Customer Churn Prediction With Explainable AI (Live Demo)

📈 A production-style churn prediction system using the Kaggle Telco Customer Churn dataset, built with Python, SHAP explainability, and an interactive Gradio app deployed on Hugging Face.

Why Churn Prediction Matters

Customer churn prediction is one of the most common real-world applications of machine learning. For subscription businesses, telecom providers, or SaaS platforms, being able to predict which customers are likely to leave allows teams to act early and reduce attrition.

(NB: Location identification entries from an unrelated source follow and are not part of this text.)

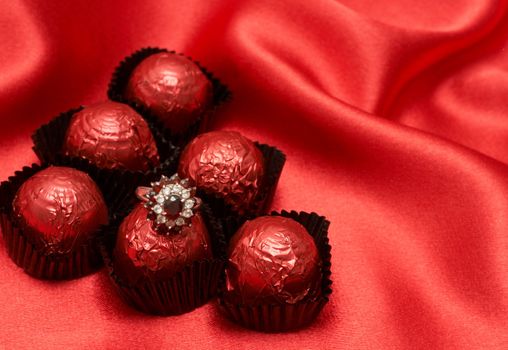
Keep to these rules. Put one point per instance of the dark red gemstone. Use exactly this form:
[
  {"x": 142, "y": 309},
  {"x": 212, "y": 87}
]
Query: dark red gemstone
[{"x": 173, "y": 206}]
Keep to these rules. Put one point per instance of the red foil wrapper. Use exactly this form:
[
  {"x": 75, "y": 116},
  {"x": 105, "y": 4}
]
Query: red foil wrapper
[
  {"x": 111, "y": 135},
  {"x": 172, "y": 87},
  {"x": 142, "y": 254},
  {"x": 59, "y": 209},
  {"x": 272, "y": 259},
  {"x": 225, "y": 164}
]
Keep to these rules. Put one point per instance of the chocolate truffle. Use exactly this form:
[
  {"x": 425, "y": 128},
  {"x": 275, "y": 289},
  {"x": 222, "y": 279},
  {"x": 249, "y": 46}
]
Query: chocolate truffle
[
  {"x": 144, "y": 254},
  {"x": 59, "y": 209},
  {"x": 225, "y": 164},
  {"x": 172, "y": 87},
  {"x": 113, "y": 136},
  {"x": 272, "y": 259}
]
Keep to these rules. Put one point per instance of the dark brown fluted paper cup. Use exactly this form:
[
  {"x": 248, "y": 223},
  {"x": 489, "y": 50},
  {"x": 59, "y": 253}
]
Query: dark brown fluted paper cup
[
  {"x": 284, "y": 316},
  {"x": 79, "y": 262},
  {"x": 188, "y": 289},
  {"x": 48, "y": 144}
]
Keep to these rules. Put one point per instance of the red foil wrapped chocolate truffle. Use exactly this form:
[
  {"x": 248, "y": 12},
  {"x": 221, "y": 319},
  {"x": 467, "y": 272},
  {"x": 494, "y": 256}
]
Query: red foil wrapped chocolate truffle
[
  {"x": 225, "y": 164},
  {"x": 172, "y": 87},
  {"x": 272, "y": 259},
  {"x": 158, "y": 239},
  {"x": 113, "y": 136},
  {"x": 59, "y": 209}
]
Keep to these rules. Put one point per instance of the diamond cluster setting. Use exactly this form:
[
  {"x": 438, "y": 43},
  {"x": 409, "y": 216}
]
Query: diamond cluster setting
[{"x": 171, "y": 202}]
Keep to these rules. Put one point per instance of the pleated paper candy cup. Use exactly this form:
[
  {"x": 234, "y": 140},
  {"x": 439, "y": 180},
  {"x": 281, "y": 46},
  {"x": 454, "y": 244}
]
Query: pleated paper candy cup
[
  {"x": 48, "y": 146},
  {"x": 185, "y": 291},
  {"x": 282, "y": 317},
  {"x": 78, "y": 262}
]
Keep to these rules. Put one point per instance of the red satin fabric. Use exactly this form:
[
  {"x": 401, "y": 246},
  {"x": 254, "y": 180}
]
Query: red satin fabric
[{"x": 393, "y": 115}]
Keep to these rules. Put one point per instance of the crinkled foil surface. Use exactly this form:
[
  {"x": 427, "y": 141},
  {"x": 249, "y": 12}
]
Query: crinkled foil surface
[
  {"x": 173, "y": 87},
  {"x": 272, "y": 259},
  {"x": 113, "y": 136},
  {"x": 59, "y": 208},
  {"x": 141, "y": 253},
  {"x": 224, "y": 163}
]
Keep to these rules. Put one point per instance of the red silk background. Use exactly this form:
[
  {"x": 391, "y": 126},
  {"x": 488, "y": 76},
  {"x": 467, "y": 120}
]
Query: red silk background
[{"x": 394, "y": 118}]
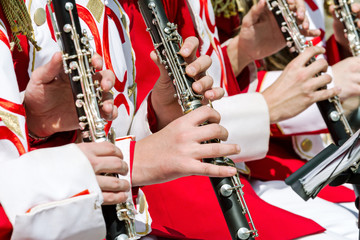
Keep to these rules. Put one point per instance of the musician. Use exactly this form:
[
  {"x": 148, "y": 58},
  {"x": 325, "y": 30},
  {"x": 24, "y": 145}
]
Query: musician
[
  {"x": 185, "y": 193},
  {"x": 281, "y": 160},
  {"x": 147, "y": 168}
]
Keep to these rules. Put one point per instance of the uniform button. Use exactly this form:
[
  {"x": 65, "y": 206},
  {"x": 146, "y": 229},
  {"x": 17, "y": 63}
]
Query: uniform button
[
  {"x": 39, "y": 16},
  {"x": 306, "y": 145}
]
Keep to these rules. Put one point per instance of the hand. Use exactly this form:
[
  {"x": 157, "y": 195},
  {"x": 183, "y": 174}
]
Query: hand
[
  {"x": 338, "y": 26},
  {"x": 176, "y": 151},
  {"x": 49, "y": 102},
  {"x": 297, "y": 88},
  {"x": 347, "y": 76},
  {"x": 105, "y": 157},
  {"x": 259, "y": 28},
  {"x": 164, "y": 103}
]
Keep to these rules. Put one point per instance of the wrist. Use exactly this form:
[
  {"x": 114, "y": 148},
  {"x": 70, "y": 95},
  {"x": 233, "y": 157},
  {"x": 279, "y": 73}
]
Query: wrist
[
  {"x": 238, "y": 58},
  {"x": 165, "y": 112}
]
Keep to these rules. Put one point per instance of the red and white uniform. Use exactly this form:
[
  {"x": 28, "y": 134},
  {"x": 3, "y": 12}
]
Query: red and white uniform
[
  {"x": 51, "y": 192},
  {"x": 111, "y": 41},
  {"x": 190, "y": 202}
]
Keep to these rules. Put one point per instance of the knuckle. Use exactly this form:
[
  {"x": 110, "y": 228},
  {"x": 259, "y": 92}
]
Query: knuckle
[{"x": 215, "y": 149}]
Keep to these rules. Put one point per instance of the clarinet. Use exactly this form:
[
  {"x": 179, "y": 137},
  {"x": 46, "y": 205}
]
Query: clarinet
[
  {"x": 330, "y": 109},
  {"x": 167, "y": 44},
  {"x": 77, "y": 54},
  {"x": 344, "y": 14}
]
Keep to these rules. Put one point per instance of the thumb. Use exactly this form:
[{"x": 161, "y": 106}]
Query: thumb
[
  {"x": 156, "y": 59},
  {"x": 254, "y": 14},
  {"x": 50, "y": 70}
]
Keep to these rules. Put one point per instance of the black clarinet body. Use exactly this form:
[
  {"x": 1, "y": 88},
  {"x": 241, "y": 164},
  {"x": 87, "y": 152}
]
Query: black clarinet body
[
  {"x": 349, "y": 19},
  {"x": 167, "y": 44},
  {"x": 330, "y": 109},
  {"x": 77, "y": 55}
]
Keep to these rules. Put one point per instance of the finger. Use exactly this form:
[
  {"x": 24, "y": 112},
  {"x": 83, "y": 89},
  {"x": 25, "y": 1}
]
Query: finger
[
  {"x": 108, "y": 109},
  {"x": 311, "y": 32},
  {"x": 50, "y": 70},
  {"x": 254, "y": 14},
  {"x": 214, "y": 93},
  {"x": 97, "y": 61},
  {"x": 111, "y": 198},
  {"x": 300, "y": 11},
  {"x": 355, "y": 8},
  {"x": 106, "y": 79},
  {"x": 326, "y": 94},
  {"x": 209, "y": 132},
  {"x": 304, "y": 23},
  {"x": 304, "y": 58},
  {"x": 106, "y": 149},
  {"x": 198, "y": 67},
  {"x": 210, "y": 170},
  {"x": 203, "y": 84},
  {"x": 189, "y": 48},
  {"x": 156, "y": 60},
  {"x": 320, "y": 81},
  {"x": 317, "y": 66},
  {"x": 213, "y": 150},
  {"x": 111, "y": 165},
  {"x": 112, "y": 184},
  {"x": 201, "y": 115}
]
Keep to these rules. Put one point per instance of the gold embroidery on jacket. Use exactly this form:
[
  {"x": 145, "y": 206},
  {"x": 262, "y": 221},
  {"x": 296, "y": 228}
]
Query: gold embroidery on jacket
[
  {"x": 12, "y": 122},
  {"x": 96, "y": 7}
]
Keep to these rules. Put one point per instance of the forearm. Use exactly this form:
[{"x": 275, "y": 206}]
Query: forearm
[{"x": 238, "y": 59}]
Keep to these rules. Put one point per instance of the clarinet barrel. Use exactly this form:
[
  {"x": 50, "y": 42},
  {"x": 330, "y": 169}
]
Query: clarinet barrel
[
  {"x": 77, "y": 54},
  {"x": 167, "y": 43}
]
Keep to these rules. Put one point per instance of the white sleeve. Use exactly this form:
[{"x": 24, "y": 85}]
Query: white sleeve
[
  {"x": 140, "y": 126},
  {"x": 246, "y": 118},
  {"x": 308, "y": 121},
  {"x": 139, "y": 206},
  {"x": 54, "y": 193}
]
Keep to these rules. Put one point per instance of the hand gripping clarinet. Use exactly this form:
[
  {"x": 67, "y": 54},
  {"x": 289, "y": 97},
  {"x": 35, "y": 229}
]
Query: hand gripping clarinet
[
  {"x": 77, "y": 55},
  {"x": 344, "y": 14},
  {"x": 331, "y": 109},
  {"x": 167, "y": 43}
]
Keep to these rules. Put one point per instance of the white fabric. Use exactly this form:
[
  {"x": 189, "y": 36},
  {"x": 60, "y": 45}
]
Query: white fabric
[
  {"x": 142, "y": 218},
  {"x": 333, "y": 217},
  {"x": 140, "y": 125},
  {"x": 246, "y": 118},
  {"x": 45, "y": 180},
  {"x": 122, "y": 61}
]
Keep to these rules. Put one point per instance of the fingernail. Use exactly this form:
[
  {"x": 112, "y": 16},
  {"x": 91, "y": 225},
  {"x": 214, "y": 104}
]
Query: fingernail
[
  {"x": 232, "y": 171},
  {"x": 109, "y": 85},
  {"x": 185, "y": 51},
  {"x": 191, "y": 70},
  {"x": 197, "y": 86},
  {"x": 211, "y": 95}
]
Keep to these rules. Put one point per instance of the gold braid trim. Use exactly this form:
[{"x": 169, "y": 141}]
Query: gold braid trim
[
  {"x": 20, "y": 22},
  {"x": 227, "y": 8}
]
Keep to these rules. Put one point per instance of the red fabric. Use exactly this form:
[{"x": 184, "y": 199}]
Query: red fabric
[
  {"x": 281, "y": 161},
  {"x": 227, "y": 27},
  {"x": 233, "y": 86},
  {"x": 55, "y": 140},
  {"x": 332, "y": 51},
  {"x": 151, "y": 116},
  {"x": 187, "y": 208},
  {"x": 5, "y": 225},
  {"x": 135, "y": 190},
  {"x": 147, "y": 72}
]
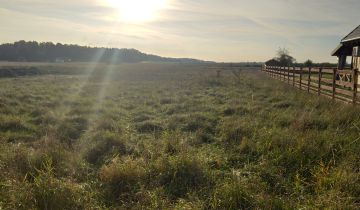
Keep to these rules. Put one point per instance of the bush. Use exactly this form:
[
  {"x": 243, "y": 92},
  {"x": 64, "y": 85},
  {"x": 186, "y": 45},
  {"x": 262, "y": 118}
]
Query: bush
[
  {"x": 231, "y": 196},
  {"x": 107, "y": 144},
  {"x": 149, "y": 127},
  {"x": 122, "y": 178},
  {"x": 180, "y": 175}
]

Instead of leaving this as a notebook experiment, I built a deployable churn analysis platform with:

Modular Python code (data, training, explainability, UI separated)
Support for multiple models (Logistic Regression, Random Forest, Gradient Boosting, XGBoost, CatBoost)
Business-friendly explainability using SHAP values
A fully interactive demo hosted on Hugging Face Spaces

Live Demo: Churn Prediction App

👉 Try the Churn Prediction App
👉 View Code on GitHub

Dataset: Telco Customer Churn

The application uses the Telco Customer Churn dataset from Kaggle:

7,043 customers
26.5% churn rate
Features: demographics, services, account information
Target variable: whether the customer churned (Yes/No)

System Design & Workflow

The churn prediction app is structured into five clear steps:

Data Ingestion & Preprocessing

Load CSV or auto-download Kaggle dataset
Handle missing values, categorical encoding, and feature engineering (tenure buckets, service counts)

Model Training

Choose between Logistic Regression, Random Forest, Gradient Boosting, XGBoost, or CatBoost
Configure cross-validation folds and ensemble size
Automated best-model selection

Evaluation Metrics

Accuracy, Precision, Recall, F1, ROC-AUC
Confusion Matrix and ROC curve visualizations

Explainability (SHAP)

Global feature importance across the dataset
Individual prediction breakdown (e.g., contract type, tenure, monthly charges, tech support)
SHAP waterfall view for single-customer explanations

Deployment

Built with Gradio 4.x for an interactive UI
Deployed on Hugging Face Spaces for instant public access

Code Structure

“`bash
telcochurnzeroshot/
├── data.py # data ingestion & preprocessing
├── train.py # model training & evaluation
├── explain.py # SHAP explainability
├── app_clean.py # Gradio UI
└── assets/ # saved ROC curves & confusion matrices

Example Churn Insights

From the trained models, consistent factors emerge:

Contract Type → month-to-month contracts show the highest churn rates
Tenure → longer-tenure customers are more likely to stay
Monthly Charges → higher monthly fees correlate with higher churn risk
Tech Support → customers with support are less likely to churn

These align with actionable business levers like annual plans, loyalty programs, pricing adjustments, and service improvements.

Deployment Options

Hugging Face Spaces → zero setup, public demo
Local run git clone https://github.com/ajaycyril/telcochurnzeroshot cd telcochurnzeroshot pip install -r requirements.txt python app_clean.py
Enterprise-ready → containerize with Docker, connect to enterprise data sources, integrate with BI dashboards

Roadmap

Add threshold tuning for precision vs recall tradeoffs
Implement cost-sensitive metrics to tie predictions to real $$ impact
Enable batch/API scoring for production deployment
Add a policy engine mapping churn scores → retention actions

Closing Thoughts

This project demonstrates how to take a standard churn dataset and transform it into a deployable churn prediction platform:

Modular Python ML pipeline
Interactive Gradio interface
Explainability via SHAP
Deployment on Hugging Face for fast access

It’s a reusable template for anyone looking to apply machine learning to churn analysis in production.